Tão perfeitas que Donner se casou com uma de suas musas, Valéria Valenssa, bailarina imortalizada como mulata do Carnaval estrelando as vinhetas “Globeleza” do canal.

Carambola madura

Outra musa do designer, a atriz Isadora Ribeiro também foi elemento mais do que central em aberturas como a que fez para o “Fantástico” em 1987 –aquela em que saía da água com uma espécie de raio metálico na testa– e para a novela “Tieta”, de 1989, em que surgia toda tortuosa, como uma carambola madura.

Muito da estética de Donner, aliás, está ancorada nesse receituário básico, de formas geométricas, mulheres voluptuosas e cores estridentes. Quando surgiram os computadores, algumas de suas modelos se tornaram virtuais e suas vinhetas ganharam mais brilho, volume e cor.

“Naquela época, ainda não existia ‘Exterminador do Futuro’, ‘Game of Thrones’, ‘Nemo’, nada”, lembra Donner. “O impacto que causamos com uma mulher que, ao girar, virava árvore, em ‘Pedra sobre Pedra’, hoje não surpreende mais. Virou comum. Mas, em 1983, na abertura do ‘Fantástico’, juntamos computação gráfica com pessoas dançando. Foi uma odisseia.”

Suas jornadas mais impressionantes, no entanto, prescindiram da tecnologia. Donner diz que na Globo nunca foi censurado, mesmo causando discussões acaloradas por causa do tamanho do biquíni de suas musas e do bumbum do homem pelado da abertura de “Brega & Chique”. Também conta que nunca teve restrições orçamentárias.

Lamaçal

Tinha carta branca para inventar o que fosse na hora de criar uma vinheta, a ponto de comparar seu encontro com o então todo-poderoso do canal, José Bonifácio de Oliveira Sobrinho, o Boni, com a união de Michelangelo com o papa.

Mas de tudo que inventou à frente do comando do design na Globo, talvez sua capela Sistina seja a nada edificante abertura da novela “Deus nos Acuda”, de 1990, em que convidados de uma festa chiquérrima afundam –de verdade– num enorme lamaçal, traje de gala e tudo.

Sem efeitos especiais, o cenário todo foi mergulhado numa piscina de barro para gravar a vinheta, os vestidos das mulheres presos ao piso para não levantar com a inundação criada por Donner.

“Era simples a ideia, pediram que eu imaginasse uma festa em Brasília”, conta Donner. “O Brasil estava próximo do impeachment e coloquei a lama entrando na boca das pessoas no meio de uma festa.
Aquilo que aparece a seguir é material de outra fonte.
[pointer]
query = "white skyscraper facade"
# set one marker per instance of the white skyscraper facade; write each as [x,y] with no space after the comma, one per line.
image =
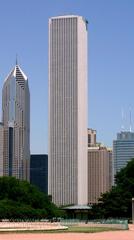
[16,125]
[67,158]
[1,149]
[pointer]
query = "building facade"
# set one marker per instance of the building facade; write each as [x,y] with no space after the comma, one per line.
[1,149]
[39,171]
[67,158]
[123,150]
[91,137]
[99,172]
[16,125]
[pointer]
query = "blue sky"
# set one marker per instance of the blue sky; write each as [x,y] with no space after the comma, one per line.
[24,31]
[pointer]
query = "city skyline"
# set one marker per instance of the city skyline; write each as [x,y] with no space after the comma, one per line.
[16,125]
[67,171]
[111,60]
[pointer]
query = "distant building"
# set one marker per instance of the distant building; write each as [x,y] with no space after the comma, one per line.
[39,171]
[123,150]
[1,149]
[68,110]
[16,125]
[91,137]
[99,172]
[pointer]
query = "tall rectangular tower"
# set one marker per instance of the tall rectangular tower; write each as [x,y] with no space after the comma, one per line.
[67,159]
[16,125]
[123,150]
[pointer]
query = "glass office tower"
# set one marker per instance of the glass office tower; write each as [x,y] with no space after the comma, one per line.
[67,157]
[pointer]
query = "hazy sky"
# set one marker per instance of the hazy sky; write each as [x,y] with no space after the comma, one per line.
[24,31]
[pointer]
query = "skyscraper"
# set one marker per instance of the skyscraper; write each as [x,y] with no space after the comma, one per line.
[99,172]
[1,149]
[39,171]
[123,150]
[16,124]
[67,158]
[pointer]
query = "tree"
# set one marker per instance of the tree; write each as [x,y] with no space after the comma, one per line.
[20,200]
[118,201]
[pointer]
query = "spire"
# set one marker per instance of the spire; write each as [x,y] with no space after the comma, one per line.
[16,59]
[123,117]
[130,129]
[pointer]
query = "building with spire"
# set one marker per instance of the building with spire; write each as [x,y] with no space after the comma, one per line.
[67,156]
[16,125]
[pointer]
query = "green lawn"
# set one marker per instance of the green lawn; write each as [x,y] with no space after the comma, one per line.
[73,229]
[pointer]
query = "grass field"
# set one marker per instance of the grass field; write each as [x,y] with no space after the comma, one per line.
[71,229]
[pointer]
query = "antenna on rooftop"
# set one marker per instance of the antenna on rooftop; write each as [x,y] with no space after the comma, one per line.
[130,129]
[122,116]
[16,59]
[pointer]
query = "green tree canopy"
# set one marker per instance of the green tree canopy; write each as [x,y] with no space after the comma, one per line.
[20,199]
[118,201]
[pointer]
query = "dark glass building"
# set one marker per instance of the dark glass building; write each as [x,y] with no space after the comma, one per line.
[39,171]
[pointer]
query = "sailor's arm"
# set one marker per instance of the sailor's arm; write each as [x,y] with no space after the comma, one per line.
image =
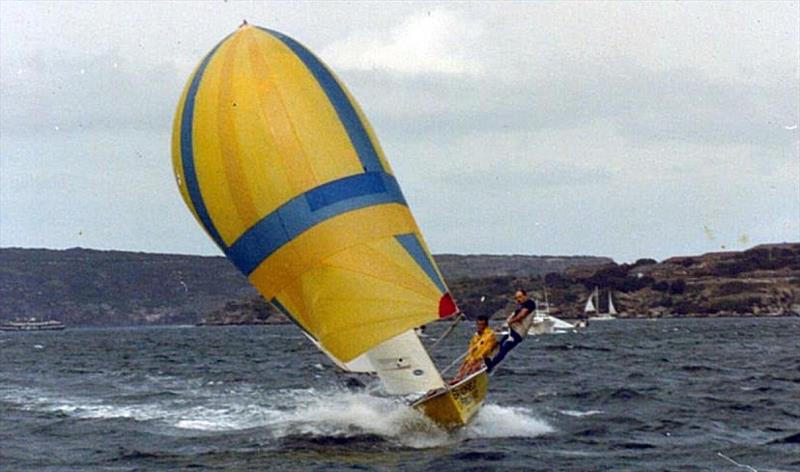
[519,316]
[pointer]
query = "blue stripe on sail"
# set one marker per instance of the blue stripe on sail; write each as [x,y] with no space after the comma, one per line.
[341,103]
[187,151]
[415,249]
[308,210]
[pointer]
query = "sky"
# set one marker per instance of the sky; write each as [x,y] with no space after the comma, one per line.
[626,130]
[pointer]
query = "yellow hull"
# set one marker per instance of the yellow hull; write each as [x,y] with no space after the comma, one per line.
[454,406]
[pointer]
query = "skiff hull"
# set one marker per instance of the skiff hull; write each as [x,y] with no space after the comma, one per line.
[453,406]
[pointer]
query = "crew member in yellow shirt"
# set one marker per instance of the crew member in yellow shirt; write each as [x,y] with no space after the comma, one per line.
[481,345]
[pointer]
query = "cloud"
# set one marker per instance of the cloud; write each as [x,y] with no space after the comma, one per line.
[438,41]
[68,91]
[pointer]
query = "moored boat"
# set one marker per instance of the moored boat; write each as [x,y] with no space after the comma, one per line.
[32,324]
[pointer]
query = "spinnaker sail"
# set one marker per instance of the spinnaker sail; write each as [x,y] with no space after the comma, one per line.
[279,165]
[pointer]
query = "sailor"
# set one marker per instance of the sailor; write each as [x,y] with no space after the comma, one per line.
[518,324]
[482,344]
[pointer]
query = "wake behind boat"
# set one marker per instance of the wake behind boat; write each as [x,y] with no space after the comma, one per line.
[279,165]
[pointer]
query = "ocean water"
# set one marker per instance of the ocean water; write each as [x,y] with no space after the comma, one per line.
[672,395]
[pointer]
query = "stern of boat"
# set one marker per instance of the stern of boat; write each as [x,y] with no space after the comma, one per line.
[453,406]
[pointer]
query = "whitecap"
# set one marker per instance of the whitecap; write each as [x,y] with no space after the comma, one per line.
[580,414]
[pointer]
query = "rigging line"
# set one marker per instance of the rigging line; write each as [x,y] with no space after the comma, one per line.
[745,466]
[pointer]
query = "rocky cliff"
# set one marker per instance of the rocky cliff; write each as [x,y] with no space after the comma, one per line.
[83,287]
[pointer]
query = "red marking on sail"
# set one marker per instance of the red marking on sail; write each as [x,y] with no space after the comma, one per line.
[447,306]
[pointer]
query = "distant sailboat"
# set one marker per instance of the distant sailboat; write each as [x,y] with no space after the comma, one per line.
[592,308]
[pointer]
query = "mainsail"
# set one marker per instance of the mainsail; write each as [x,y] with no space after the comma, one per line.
[590,308]
[611,309]
[279,165]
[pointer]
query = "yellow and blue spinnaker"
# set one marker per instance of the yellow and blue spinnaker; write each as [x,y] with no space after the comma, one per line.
[279,165]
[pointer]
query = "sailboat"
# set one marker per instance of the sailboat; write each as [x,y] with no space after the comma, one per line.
[592,307]
[280,167]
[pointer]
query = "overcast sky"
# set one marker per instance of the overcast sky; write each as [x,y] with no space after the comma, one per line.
[626,130]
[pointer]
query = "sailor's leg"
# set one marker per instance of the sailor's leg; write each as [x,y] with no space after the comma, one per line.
[507,343]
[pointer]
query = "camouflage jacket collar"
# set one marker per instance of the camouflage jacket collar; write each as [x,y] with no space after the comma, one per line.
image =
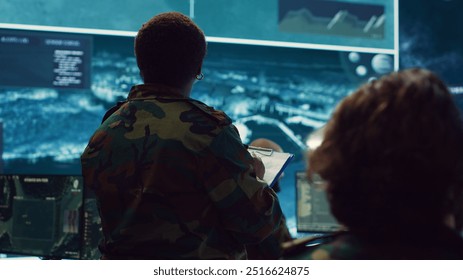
[145,91]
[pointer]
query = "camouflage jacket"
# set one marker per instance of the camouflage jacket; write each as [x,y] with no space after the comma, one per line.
[174,181]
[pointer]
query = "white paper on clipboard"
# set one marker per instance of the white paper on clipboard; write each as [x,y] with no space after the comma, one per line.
[274,162]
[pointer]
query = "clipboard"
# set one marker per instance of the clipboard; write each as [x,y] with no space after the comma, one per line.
[274,162]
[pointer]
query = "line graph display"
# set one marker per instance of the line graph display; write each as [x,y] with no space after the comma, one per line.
[332,18]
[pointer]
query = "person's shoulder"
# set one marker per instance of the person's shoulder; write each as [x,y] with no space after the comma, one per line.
[217,116]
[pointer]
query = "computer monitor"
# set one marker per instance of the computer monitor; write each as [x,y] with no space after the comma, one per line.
[312,207]
[41,215]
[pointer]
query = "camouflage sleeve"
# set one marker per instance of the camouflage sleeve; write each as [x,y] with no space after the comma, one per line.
[249,209]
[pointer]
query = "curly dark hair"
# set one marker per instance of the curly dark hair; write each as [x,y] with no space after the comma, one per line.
[392,155]
[170,49]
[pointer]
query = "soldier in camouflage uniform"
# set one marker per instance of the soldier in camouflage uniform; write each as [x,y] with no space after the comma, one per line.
[171,175]
[392,158]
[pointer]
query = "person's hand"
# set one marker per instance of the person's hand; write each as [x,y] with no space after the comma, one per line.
[259,166]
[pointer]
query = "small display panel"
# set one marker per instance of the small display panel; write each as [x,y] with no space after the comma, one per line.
[312,209]
[41,215]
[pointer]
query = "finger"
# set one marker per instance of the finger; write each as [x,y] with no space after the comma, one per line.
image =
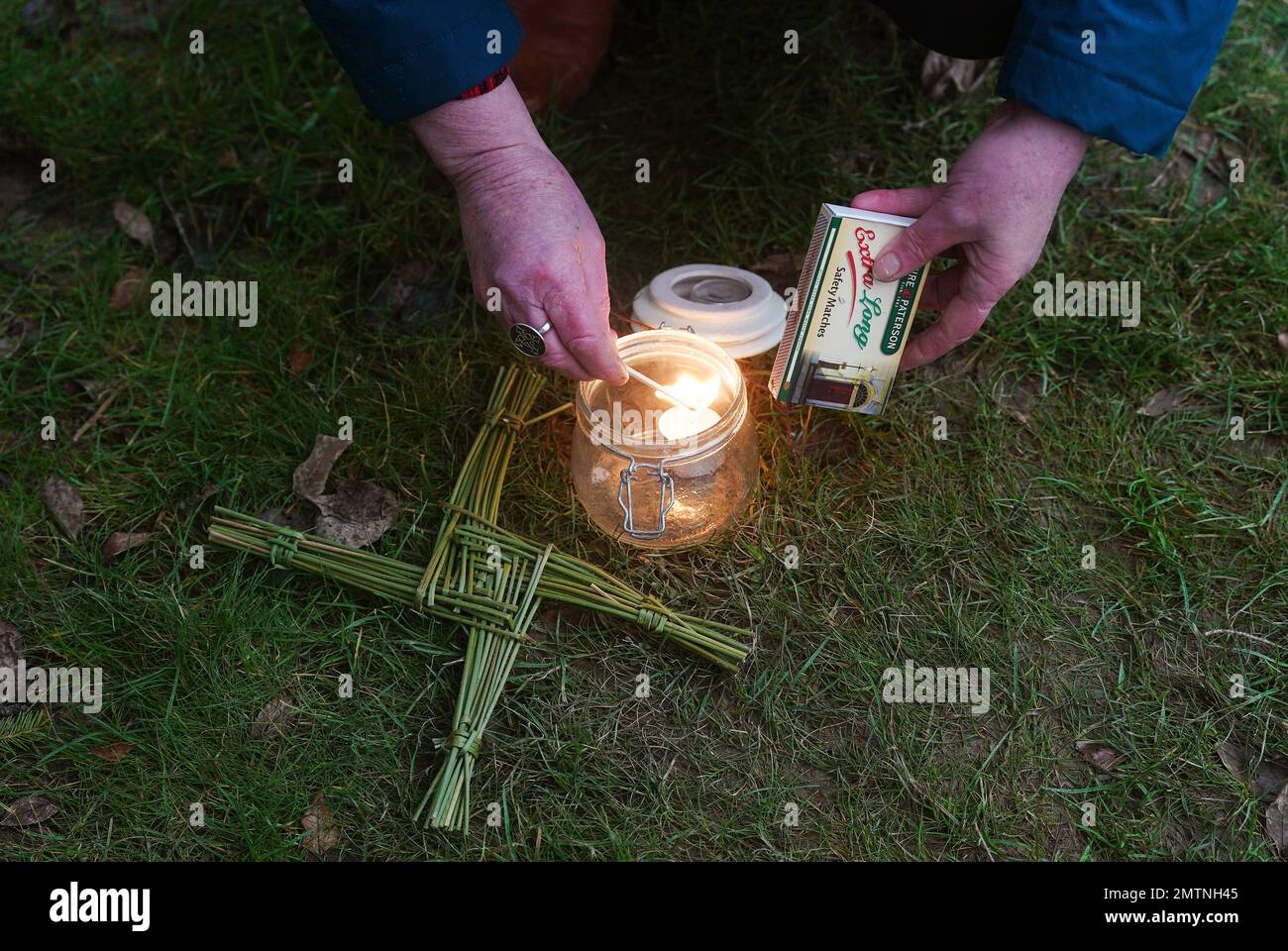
[595,270]
[910,202]
[938,230]
[580,318]
[557,356]
[941,287]
[961,318]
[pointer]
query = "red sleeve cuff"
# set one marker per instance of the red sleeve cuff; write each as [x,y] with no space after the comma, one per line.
[485,85]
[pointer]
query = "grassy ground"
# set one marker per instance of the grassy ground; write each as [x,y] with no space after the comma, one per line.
[957,552]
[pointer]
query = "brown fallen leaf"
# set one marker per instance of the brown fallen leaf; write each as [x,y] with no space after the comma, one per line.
[356,514]
[294,517]
[128,290]
[11,652]
[273,718]
[1163,402]
[120,541]
[64,504]
[1102,757]
[1276,821]
[1265,780]
[310,476]
[300,357]
[939,73]
[323,831]
[133,222]
[114,753]
[29,810]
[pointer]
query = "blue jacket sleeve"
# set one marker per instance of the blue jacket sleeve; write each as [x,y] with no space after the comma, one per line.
[408,55]
[1150,58]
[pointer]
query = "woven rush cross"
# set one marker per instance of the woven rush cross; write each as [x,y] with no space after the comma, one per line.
[487,579]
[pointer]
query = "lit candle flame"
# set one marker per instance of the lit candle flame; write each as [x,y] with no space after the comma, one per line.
[681,422]
[695,392]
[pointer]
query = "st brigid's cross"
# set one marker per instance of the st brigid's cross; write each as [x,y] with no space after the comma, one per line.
[485,578]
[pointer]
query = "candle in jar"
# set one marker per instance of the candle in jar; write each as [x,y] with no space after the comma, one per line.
[682,422]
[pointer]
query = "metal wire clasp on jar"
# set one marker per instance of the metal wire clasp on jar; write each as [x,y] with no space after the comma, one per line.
[656,474]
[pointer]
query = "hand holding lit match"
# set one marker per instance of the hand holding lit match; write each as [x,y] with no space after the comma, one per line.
[533,247]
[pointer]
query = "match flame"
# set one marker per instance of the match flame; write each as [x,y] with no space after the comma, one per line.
[695,392]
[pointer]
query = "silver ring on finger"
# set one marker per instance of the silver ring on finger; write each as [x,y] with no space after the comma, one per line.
[529,341]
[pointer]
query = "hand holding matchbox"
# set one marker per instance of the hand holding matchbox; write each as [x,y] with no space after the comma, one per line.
[845,337]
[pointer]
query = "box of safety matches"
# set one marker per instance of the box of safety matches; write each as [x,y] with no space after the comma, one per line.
[845,335]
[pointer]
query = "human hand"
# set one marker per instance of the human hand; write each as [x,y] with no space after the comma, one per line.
[527,230]
[993,215]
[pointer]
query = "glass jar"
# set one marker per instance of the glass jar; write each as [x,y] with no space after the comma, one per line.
[655,474]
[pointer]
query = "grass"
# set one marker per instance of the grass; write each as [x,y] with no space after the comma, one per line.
[961,552]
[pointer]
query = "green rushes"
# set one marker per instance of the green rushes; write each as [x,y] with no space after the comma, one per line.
[485,578]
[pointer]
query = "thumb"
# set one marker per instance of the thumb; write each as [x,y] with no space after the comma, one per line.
[932,234]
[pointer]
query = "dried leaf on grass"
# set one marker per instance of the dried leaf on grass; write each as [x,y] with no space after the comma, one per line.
[939,73]
[1104,758]
[310,476]
[356,514]
[128,290]
[359,512]
[1163,402]
[29,810]
[121,541]
[273,718]
[1265,780]
[323,831]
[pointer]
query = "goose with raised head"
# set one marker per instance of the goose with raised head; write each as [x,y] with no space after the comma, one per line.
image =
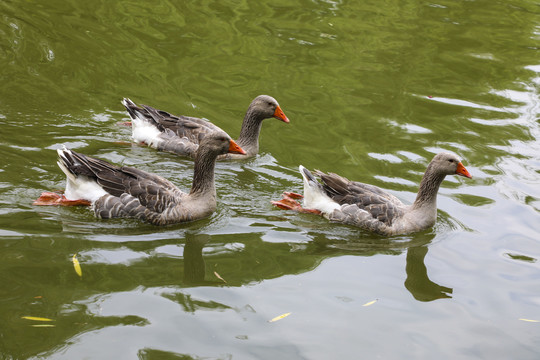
[369,207]
[183,134]
[121,191]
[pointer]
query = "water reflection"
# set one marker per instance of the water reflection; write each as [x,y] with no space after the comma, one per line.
[418,282]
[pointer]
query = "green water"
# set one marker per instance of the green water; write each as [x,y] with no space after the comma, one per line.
[372,88]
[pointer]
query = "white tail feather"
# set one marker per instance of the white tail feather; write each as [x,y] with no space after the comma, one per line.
[314,195]
[78,187]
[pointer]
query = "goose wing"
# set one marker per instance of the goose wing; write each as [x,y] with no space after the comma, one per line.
[192,128]
[153,192]
[381,205]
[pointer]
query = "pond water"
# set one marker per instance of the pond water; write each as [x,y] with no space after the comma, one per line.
[373,90]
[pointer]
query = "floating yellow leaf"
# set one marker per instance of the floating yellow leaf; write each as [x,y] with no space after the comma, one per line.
[371,302]
[279,317]
[219,277]
[43,325]
[36,318]
[77,266]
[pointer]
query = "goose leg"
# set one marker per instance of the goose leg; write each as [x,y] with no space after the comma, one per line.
[52,198]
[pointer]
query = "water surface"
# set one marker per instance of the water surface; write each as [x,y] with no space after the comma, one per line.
[373,90]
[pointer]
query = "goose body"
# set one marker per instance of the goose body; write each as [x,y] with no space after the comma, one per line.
[183,134]
[370,207]
[121,191]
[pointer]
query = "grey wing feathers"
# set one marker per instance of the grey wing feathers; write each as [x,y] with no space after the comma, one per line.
[151,191]
[379,204]
[192,128]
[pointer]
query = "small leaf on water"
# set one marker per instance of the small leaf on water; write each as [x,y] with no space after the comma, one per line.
[371,302]
[77,266]
[36,318]
[219,277]
[279,317]
[43,325]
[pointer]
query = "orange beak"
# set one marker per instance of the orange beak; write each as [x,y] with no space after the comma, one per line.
[279,114]
[462,171]
[235,148]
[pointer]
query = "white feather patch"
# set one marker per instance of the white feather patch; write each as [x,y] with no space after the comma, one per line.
[145,132]
[315,197]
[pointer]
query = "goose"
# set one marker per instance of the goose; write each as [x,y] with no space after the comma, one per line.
[182,134]
[121,191]
[369,207]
Só que elas continuavam tomando champanhe, indiferentes à lama.”

Também antes das possibilidades da computação, Donner criou telefones e chaleiras gigantes de resina para a abertura de “Meu Bem, Meu Mal”, de 1990, em que os atores da trama precisavam ser refletidos em tamanho real em objetos de design.

Essa época heroica, em que tudo se fazia com as mãos, deixou saudades. Donner considera os anos 1980 e 1990 como seu auge criativo. Já afastado da produção de aberturas e vinhetas e agora à frente da imagem institucional da emissora, o designer voltou todas as suas forças para modernizar uma linguagem que envelheceu.

“Tudo o que o homem faz envelhece. Brasília tem 50 e poucos anos e é a cidade mais envelhecida dos últimos tempos”, diz Donner. “Os estilos têm um limite de tempo.”

Nos últimos anos, o símbolo do canal se tornou branco e perdeu um pouco do brilho, seguindo a tendência de simplificação no design mundial, mas a ideia segue intocada.

“Ele marcou uma época e um território”, diz o designer Milton Cipis, sobre a obra de Donner. “Tem uma certa cafonice, que a própria Globo tem, mas ele fez o que ninguém tinha feito, revolucionou a linguagem do design na TV.”